This vignette gives an introduction to the R package gsrc. It explains the overall workflow and provides details about important steps in the pipeline. The goal is to obtain genotypes, copy number variations (CNVs) and translocations. These can be used for association studies later on.
We demonstrate the process with our own data (Brassica napus) from the package Brassica_napus_data. Raw data files are too large to be included for all samples. We add raw data of two samples for demonstration purpose. The remainder of our data set is included as processed R data.
library(gsrc)
require(devtools)
## Loading required package: devtools
devtools::install_github("grafab/brassicaData")
## Downloading GitHub repo grafab/brassicaData@master
## Installing brassicaData
## '/usr/lib/R/bin/R' --no-site-file --no-environ --no-save --no-restore \
## CMD INSTALL \
## '/tmp/RtmpjLl27o/devtools170c54a454db/grafab-brassicaData-968c6a4' \
## --library='/tmp/RtmpdwUohh/Rinst16f91eef0744' --install-tests
##
One data source for this package are idat files. The user might want to use list.files
to read in all files from a directory. The red and green signal files should be in alternating order because the prefix is identical.
files <- list.files("/YOUR/DATA/REPOSITORY/",
pattern = "idat",full.names = TRUE)
We load our example data:
files <- list.files(system.file("extdata",
package = "brassicaData"),
full.names = TRUE,
pattern = "idat")
idat files usually have cryptic names. In order to get the easier to interpret sample names we need to read in the sample sheets with read_sample_sheets
.
samples <- read_sample_sheets(files =
list.files(system.file("extdata",package = "brassicaData"),
full.names = TRUE,
pattern = "csv"))
Users might want to remove all control samples (e.g. H2O) and update files
. For instance:
controls <- grep("H2O", samples$Names)
if(length(controls) > 0) samples <- samples[-controls, ]

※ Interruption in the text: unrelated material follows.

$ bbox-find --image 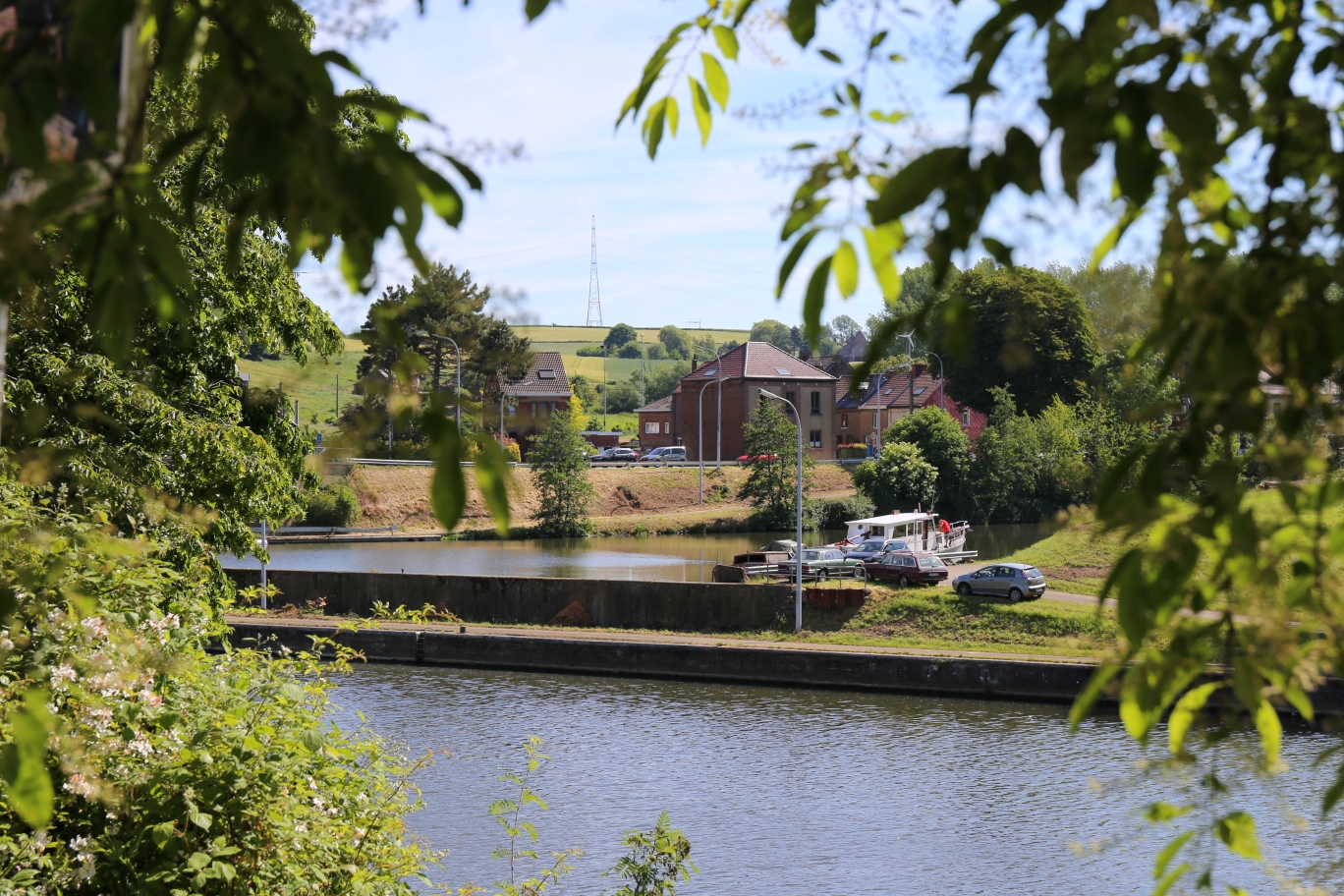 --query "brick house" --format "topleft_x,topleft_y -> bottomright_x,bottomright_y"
833,364 -> 989,449
481,352 -> 574,454
672,343 -> 836,461
635,395 -> 676,449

files <- grep(paste(samples$ID, collapse = "|"), files, value = TRUE)
files
contains the full path names of the idat files. We trim them to the actual file name and use it as columns names for our raw data file. For Unix file systems this can be done like this:
column_names <- sapply(strsplit(files, split = "/"), FUN=function(x) x[length(x)])
Next we load dictionary
and chrPos
. dictionary
is an R object to translate the cryptic SNP identifiers in the idat files to meaningful SNP names. chrPos
provides chromosome and position information for the SNPs. We provide multiple files, because there are different ways to locate the SNPs on the genomes.
data(dictionary, package = "brassicaData", envir = environment())

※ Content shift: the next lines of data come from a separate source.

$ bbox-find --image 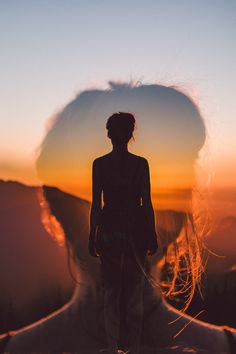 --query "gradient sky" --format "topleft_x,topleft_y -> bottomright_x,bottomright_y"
0,0 -> 236,187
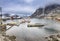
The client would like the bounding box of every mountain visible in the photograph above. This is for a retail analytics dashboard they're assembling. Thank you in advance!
[31,4,60,18]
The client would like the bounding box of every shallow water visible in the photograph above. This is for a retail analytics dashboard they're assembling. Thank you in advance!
[6,18,60,41]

data(chrPos, package = "brassicaData", envir = environment())
It is advantagous to load the position before the data. SNPs with unknown positions are usually not of interest and can be skipped from the analysis. The earlier they are removed, the more computational time and memory is saved.
One indicator for data quality is the number of beads. The number of beads is included in the idat file and describes how many beads per signal have been used for each sample. In our data sets we see that the number of beads follows a bell-shaped distribution. Signals with a low number of beads (e.g. < 5) can be filtered out to increase the confidence of the value.

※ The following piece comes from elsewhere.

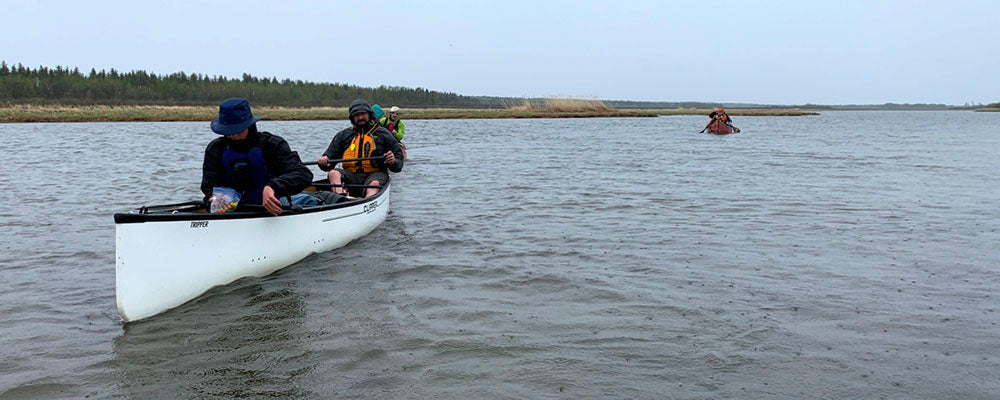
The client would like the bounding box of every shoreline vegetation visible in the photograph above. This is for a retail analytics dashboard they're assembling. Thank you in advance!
[0,60,984,123]
[0,99,818,123]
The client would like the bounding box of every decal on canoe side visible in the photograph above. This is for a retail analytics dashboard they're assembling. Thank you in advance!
[365,200,378,214]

Similar to the filtering of the bead number, we can filter out signals based on the standard deviation. A high standard deviation indicates doubtful results.
If a signal falls below a threshold it should be set to NA. If a SNP does not work in multiple samples, it should be filtered out entirely.
read_internsities
ia a wrapper to the readIDAT
function from illuminaio.
raw_data <- read_intensities(files = files,
dict = dictionary,
cnames = column_names,
pos = chrPos)
We read in the idat files and got a new object raw_data
. Inspection shows that it is a list of the information we provided (e.g. positions and chromosomes) and the raw data values from the idat files. Further, we see the number of SNPs and samples.
str(raw_data)
## List of 7
## $ chr : chr [1:47805] "A01" "A01" "A01" "A01" ...
## $ pos : int [1:47805] 5435 6089 11833 70979 80347 88548 89913 95658 97603 97691 ...
## $ raw : int [1:47805, 1:4] 32497 29445 29263 17858 6587 1219 1275 25080 26646 25020 ...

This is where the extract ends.